I just found about the results of some qualitative interviews done with black bloggers by Antoinette Pole from posts by Cobb and Prometheus 6. The results of her interviews suggest that black bloggers are likely to blog about racial issues and likely to use their blogs to exhort their readers to political action. This work is better done than not, because it gives us a snapshot of what black bloggers who proclaim to be interested in politics are doing, and also because there is a whole swath of research about black internet usage that has yet to be conducted. Finally as both bloggers imply this comes right on the heels of Shaquanda Cotton.

but yet and still it is important to note that Pole herself recognizes that her research is exploratory. What this means is that she plans to use her qualitative interviews to generate a set of hypotheses that can themselves be much more rigorously tested.

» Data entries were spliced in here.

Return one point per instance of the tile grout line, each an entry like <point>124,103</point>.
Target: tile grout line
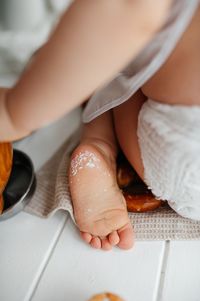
<point>30,294</point>
<point>159,293</point>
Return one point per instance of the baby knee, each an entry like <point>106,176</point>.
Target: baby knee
<point>169,139</point>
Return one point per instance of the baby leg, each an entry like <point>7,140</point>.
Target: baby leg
<point>99,206</point>
<point>126,121</point>
<point>163,146</point>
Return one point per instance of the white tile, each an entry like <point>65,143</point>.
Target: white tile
<point>182,280</point>
<point>26,243</point>
<point>77,271</point>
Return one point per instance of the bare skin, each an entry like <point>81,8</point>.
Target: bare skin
<point>109,226</point>
<point>93,41</point>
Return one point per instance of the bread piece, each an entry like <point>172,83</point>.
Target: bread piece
<point>1,203</point>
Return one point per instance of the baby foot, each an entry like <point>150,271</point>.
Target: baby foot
<point>99,206</point>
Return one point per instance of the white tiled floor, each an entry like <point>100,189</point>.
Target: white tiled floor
<point>45,260</point>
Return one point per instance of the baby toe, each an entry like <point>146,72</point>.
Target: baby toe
<point>114,238</point>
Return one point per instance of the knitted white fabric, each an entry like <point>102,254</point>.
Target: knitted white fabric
<point>169,139</point>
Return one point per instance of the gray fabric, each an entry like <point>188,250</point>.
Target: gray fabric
<point>126,83</point>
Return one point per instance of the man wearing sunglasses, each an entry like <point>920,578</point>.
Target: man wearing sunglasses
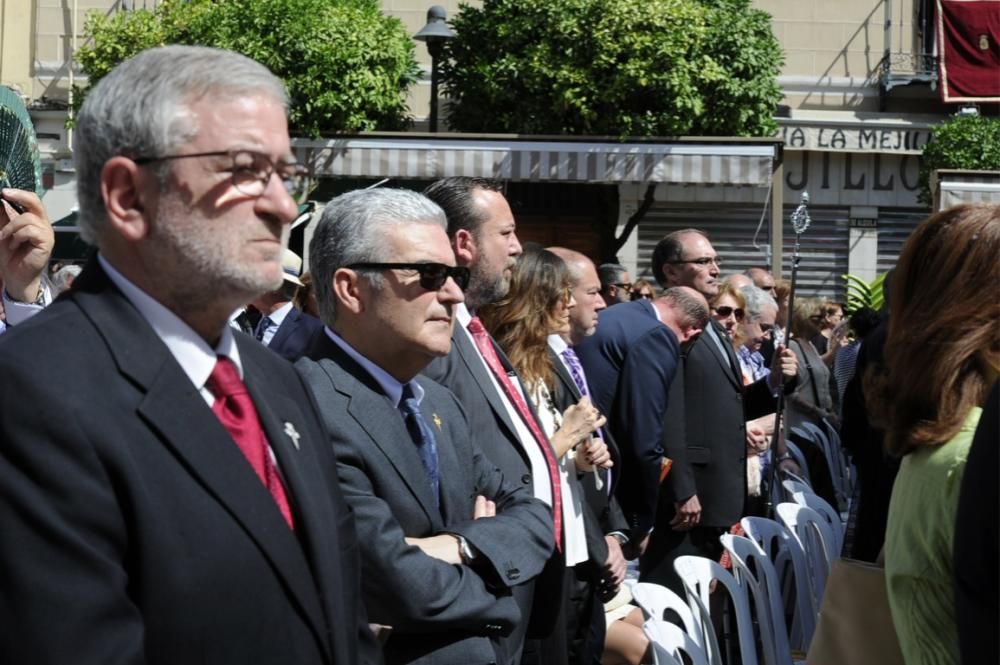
<point>175,500</point>
<point>704,430</point>
<point>483,237</point>
<point>443,534</point>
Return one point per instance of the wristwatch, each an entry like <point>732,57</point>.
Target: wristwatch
<point>465,550</point>
<point>39,297</point>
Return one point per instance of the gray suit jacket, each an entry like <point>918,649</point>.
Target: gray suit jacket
<point>440,613</point>
<point>462,372</point>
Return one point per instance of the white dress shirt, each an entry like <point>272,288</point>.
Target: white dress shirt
<point>542,487</point>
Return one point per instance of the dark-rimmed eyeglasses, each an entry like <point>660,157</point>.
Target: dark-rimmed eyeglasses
<point>432,275</point>
<point>703,262</point>
<point>725,311</point>
<point>251,171</point>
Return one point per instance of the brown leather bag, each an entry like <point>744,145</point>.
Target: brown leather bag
<point>855,626</point>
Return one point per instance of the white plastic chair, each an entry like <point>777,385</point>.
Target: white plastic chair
<point>697,573</point>
<point>832,517</point>
<point>795,486</point>
<point>787,556</point>
<point>762,582</point>
<point>655,600</point>
<point>816,538</point>
<point>670,641</point>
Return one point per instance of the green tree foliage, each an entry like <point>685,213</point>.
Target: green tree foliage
<point>613,67</point>
<point>346,66</point>
<point>963,142</point>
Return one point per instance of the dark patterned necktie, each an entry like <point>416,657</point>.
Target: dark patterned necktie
<point>423,438</point>
<point>234,408</point>
<point>262,326</point>
<point>485,345</point>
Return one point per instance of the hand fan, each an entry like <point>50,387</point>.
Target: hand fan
<point>20,165</point>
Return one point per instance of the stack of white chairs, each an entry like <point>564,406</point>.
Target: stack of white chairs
<point>789,561</point>
<point>699,575</point>
<point>833,518</point>
<point>816,538</point>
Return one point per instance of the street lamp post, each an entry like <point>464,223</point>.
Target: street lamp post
<point>435,33</point>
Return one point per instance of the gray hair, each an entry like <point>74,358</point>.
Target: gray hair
<point>62,279</point>
<point>756,300</point>
<point>692,307</point>
<point>141,109</point>
<point>352,230</point>
<point>454,195</point>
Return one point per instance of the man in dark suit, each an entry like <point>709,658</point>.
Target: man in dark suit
<point>630,362</point>
<point>437,568</point>
<point>598,580</point>
<point>482,231</point>
<point>282,327</point>
<point>704,493</point>
<point>175,500</point>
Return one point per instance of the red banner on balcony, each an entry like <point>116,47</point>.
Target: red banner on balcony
<point>968,38</point>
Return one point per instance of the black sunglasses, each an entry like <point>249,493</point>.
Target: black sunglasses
<point>432,275</point>
<point>726,310</point>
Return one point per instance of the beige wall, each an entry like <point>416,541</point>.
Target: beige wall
<point>834,49</point>
<point>15,44</point>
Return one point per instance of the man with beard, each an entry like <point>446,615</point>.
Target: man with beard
<point>175,501</point>
<point>481,228</point>
<point>705,424</point>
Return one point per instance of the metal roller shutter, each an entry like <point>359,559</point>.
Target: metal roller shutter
<point>893,230</point>
<point>823,249</point>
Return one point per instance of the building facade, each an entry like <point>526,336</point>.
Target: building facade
<point>860,102</point>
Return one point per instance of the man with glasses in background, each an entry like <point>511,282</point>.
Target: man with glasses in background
<point>705,422</point>
<point>762,279</point>
<point>176,500</point>
<point>616,285</point>
<point>443,535</point>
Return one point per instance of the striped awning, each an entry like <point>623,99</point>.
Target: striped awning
<point>423,158</point>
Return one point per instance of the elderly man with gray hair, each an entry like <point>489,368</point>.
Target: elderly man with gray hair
<point>176,500</point>
<point>443,535</point>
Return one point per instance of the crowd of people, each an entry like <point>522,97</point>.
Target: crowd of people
<point>475,436</point>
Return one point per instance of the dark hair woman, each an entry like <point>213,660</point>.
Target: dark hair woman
<point>942,356</point>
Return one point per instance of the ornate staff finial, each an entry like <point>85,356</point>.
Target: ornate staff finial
<point>800,218</point>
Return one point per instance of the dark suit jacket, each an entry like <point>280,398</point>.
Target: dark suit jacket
<point>440,613</point>
<point>605,512</point>
<point>707,428</point>
<point>134,530</point>
<point>296,334</point>
<point>462,371</point>
<point>630,363</point>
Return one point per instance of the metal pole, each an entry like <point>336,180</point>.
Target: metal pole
<point>800,222</point>
<point>435,51</point>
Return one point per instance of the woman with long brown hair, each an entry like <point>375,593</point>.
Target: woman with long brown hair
<point>942,356</point>
<point>537,305</point>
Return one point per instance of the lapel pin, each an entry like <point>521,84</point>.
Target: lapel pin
<point>293,434</point>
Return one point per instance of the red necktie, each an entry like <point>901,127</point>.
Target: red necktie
<point>485,346</point>
<point>236,411</point>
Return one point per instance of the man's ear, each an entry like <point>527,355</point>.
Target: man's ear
<point>464,245</point>
<point>669,272</point>
<point>122,189</point>
<point>348,291</point>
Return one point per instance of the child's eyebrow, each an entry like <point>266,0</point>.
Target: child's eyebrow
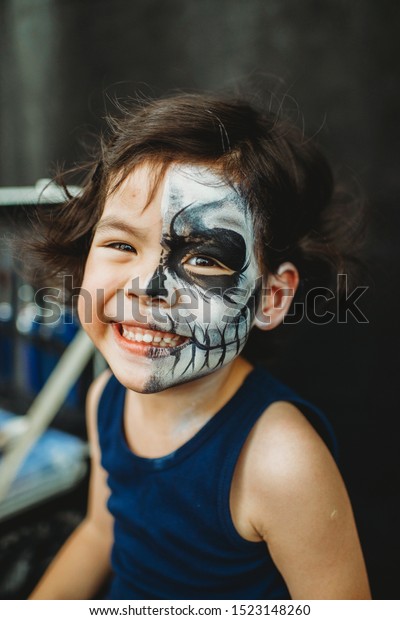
<point>112,223</point>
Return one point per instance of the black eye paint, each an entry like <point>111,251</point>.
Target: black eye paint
<point>188,236</point>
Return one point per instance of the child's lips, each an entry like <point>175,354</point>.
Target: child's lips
<point>146,337</point>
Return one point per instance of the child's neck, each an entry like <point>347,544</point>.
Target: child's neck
<point>157,424</point>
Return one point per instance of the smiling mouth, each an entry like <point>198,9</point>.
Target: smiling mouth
<point>151,338</point>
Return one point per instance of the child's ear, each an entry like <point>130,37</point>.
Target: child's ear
<point>277,297</point>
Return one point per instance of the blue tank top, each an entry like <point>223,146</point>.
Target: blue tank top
<point>174,537</point>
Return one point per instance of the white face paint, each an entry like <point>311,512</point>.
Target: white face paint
<point>208,274</point>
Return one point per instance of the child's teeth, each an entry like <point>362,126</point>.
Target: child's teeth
<point>161,341</point>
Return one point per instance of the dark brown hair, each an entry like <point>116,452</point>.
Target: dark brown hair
<point>298,214</point>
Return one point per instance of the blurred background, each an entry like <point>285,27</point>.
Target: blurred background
<point>337,63</point>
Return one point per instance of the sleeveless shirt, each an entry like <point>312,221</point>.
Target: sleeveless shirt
<point>174,537</point>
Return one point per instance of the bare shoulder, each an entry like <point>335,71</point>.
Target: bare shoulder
<point>298,504</point>
<point>286,446</point>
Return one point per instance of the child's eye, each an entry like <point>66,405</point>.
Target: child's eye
<point>201,263</point>
<point>123,247</point>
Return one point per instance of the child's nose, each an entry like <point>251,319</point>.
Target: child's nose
<point>156,286</point>
<point>154,290</point>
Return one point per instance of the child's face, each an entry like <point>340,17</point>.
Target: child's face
<point>175,280</point>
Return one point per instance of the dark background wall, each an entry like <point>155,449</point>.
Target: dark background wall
<point>338,60</point>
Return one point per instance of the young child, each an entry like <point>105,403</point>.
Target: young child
<point>210,479</point>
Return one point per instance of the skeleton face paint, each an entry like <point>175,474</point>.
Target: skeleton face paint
<point>192,313</point>
<point>208,271</point>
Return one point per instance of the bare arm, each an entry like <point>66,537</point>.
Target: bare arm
<point>82,564</point>
<point>301,509</point>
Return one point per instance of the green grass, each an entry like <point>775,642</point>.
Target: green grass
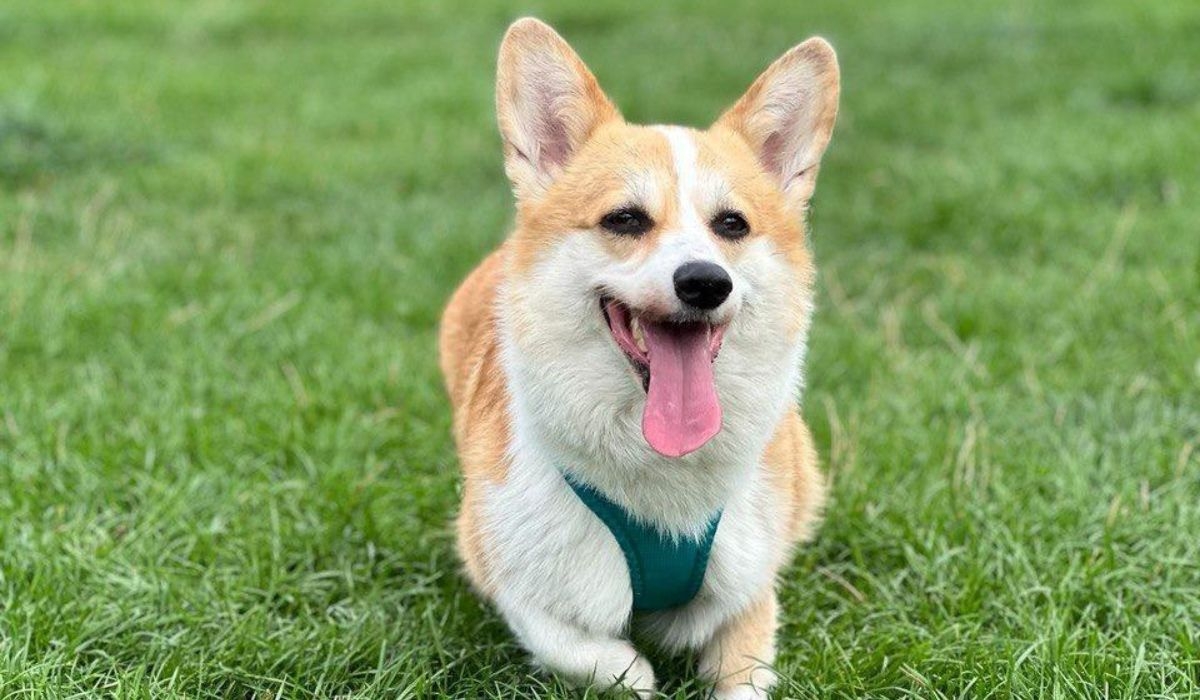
<point>227,232</point>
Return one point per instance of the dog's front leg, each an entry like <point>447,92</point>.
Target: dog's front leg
<point>580,656</point>
<point>737,658</point>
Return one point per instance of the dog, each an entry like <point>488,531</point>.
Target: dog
<point>624,371</point>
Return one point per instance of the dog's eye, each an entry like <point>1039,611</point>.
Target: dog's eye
<point>730,225</point>
<point>629,221</point>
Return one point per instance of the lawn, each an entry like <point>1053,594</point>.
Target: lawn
<point>227,231</point>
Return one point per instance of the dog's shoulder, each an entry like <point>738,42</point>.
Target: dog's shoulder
<point>792,467</point>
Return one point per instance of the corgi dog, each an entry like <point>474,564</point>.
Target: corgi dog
<point>624,371</point>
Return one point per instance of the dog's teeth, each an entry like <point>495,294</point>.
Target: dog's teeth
<point>635,325</point>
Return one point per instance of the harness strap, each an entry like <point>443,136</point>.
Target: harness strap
<point>664,572</point>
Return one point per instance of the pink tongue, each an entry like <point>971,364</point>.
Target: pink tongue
<point>682,412</point>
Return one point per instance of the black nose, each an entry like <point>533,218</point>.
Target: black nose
<point>702,285</point>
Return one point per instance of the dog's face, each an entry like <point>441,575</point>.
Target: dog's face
<point>643,253</point>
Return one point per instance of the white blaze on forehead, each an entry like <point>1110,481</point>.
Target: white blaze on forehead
<point>691,233</point>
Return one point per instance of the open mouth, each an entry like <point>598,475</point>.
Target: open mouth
<point>675,363</point>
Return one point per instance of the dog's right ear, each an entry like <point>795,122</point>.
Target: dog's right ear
<point>547,103</point>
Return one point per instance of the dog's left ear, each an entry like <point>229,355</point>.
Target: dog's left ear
<point>787,115</point>
<point>547,103</point>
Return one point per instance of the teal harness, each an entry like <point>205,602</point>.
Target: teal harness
<point>664,572</point>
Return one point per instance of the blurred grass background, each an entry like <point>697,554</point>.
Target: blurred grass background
<point>227,231</point>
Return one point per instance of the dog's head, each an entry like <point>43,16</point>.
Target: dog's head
<point>659,279</point>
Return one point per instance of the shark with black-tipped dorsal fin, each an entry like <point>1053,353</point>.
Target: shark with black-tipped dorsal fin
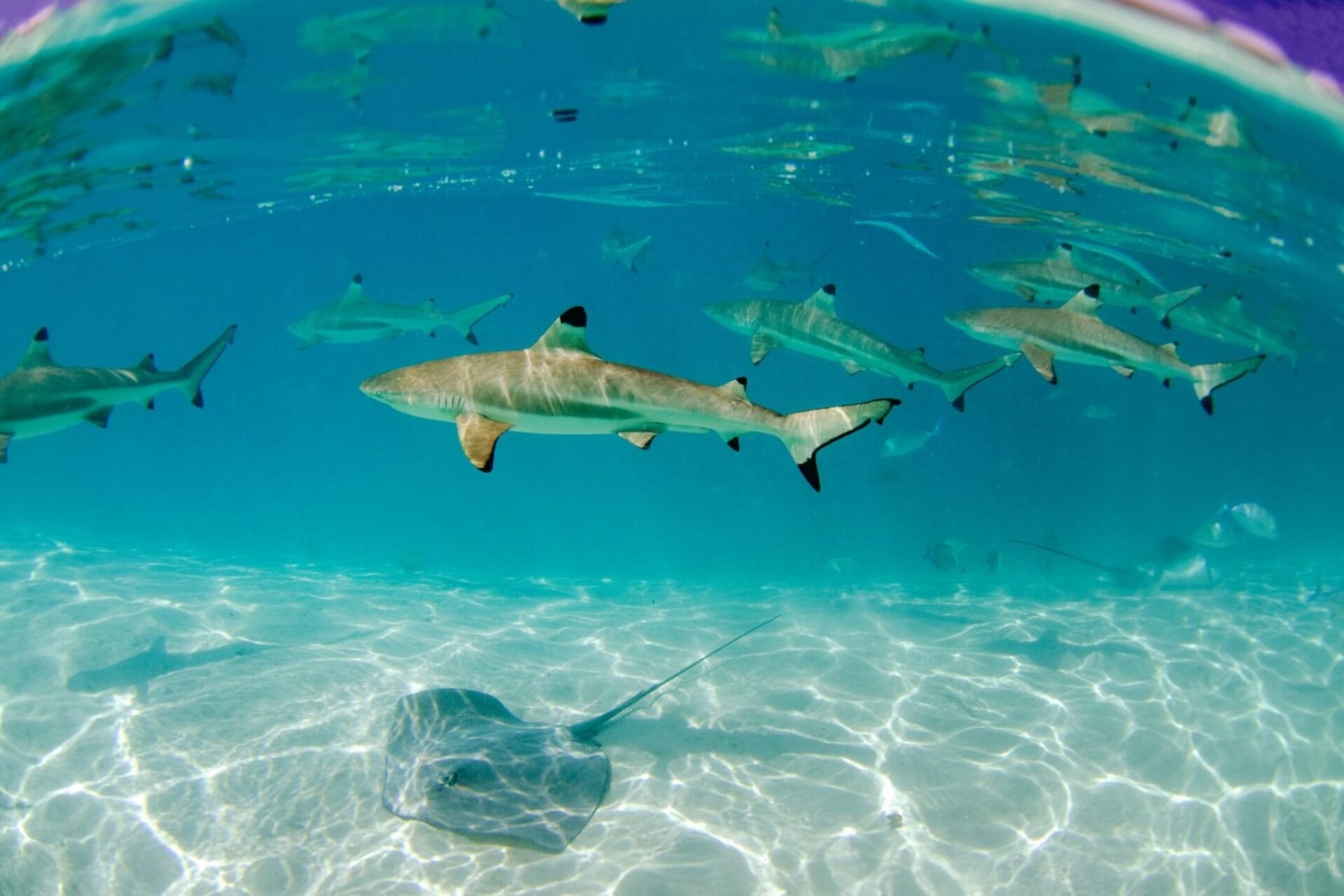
<point>1068,269</point>
<point>356,318</point>
<point>561,387</point>
<point>1075,333</point>
<point>812,327</point>
<point>42,397</point>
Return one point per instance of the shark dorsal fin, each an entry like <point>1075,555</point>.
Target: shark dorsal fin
<point>737,388</point>
<point>569,333</point>
<point>823,300</point>
<point>355,293</point>
<point>1084,302</point>
<point>38,354</point>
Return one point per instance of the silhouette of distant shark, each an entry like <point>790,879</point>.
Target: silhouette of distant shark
<point>1049,650</point>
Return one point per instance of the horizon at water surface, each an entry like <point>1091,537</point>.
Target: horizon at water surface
<point>941,708</point>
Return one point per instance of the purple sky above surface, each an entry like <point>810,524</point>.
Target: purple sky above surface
<point>1310,31</point>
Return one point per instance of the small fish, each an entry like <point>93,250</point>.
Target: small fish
<point>904,444</point>
<point>945,555</point>
<point>902,232</point>
<point>1256,520</point>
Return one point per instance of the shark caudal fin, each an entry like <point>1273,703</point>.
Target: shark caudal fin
<point>806,433</point>
<point>956,383</point>
<point>1164,304</point>
<point>195,370</point>
<point>1214,377</point>
<point>465,318</point>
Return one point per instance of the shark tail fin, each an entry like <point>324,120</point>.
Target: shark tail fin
<point>956,383</point>
<point>465,318</point>
<point>1214,377</point>
<point>806,433</point>
<point>195,370</point>
<point>1164,302</point>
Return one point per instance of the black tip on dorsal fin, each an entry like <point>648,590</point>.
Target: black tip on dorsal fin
<point>809,472</point>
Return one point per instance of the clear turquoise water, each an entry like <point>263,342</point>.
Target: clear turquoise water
<point>883,735</point>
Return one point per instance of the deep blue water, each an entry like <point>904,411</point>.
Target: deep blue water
<point>430,187</point>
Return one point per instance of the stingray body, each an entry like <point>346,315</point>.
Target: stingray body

To wit given our recent discussion about the role of black political bloggers we still don’t know three critical things:

1. To what degree are bloggers doing what they say they are doing?

There are approximately 300 blogs that are both helmed by black men and women and deal with politics. But we don’t really know whether the bloggers in general are doing what this subsample says they are doing. What is needed here is content analysis. Take a random sample of blogs, enough posts from each blog to be representative, then generate some type of content schematic.

2. To what degree are readers listening to them and following through?

Among the claims being made is that black bloggers routinely get their readers to think about and participate in politics. But we have no idea whether readers are actually engaging in this activity. In fact I don’t think we know much about how readers approach blogs at all. Hell it is hard enough to figure out how many real readers each of us actually has much less figure out what type of activities they are engaging in because we tell them to. A routine email message sent to a loved one may have more staying power and greater effect in real life than one of our pieces, the Shaquanda Cotton case notwithstanding.

3. To what degree are bloggers connected to brick and mortar networks and pursuing the same ends through them?

So many of us “live” online that it can be easy to take what we do here and make much larger claims. And it becomes much easier when something like the Cotton case spurs us to action. But how many of us are actually involved in real social networks through which we can influence folks and change systems? The folks at blackprof.com for example are training black lawyers, but that’s part of their gig. I’m training undergrads, grads, and speaking on NPR, but that’s part of my gig. Marc Lamont Hill does much more media work than most of us but is on the same program. But how many of us are members of organizations on the ground? I’ve said before that the fact that we are dispersed and our networks are decentralized is more of a strength than some think. But at the same time I also believe that change starts locally (like in the Cotton case) and spreads outward. And that necessitates some type of real world connections with people doing real work.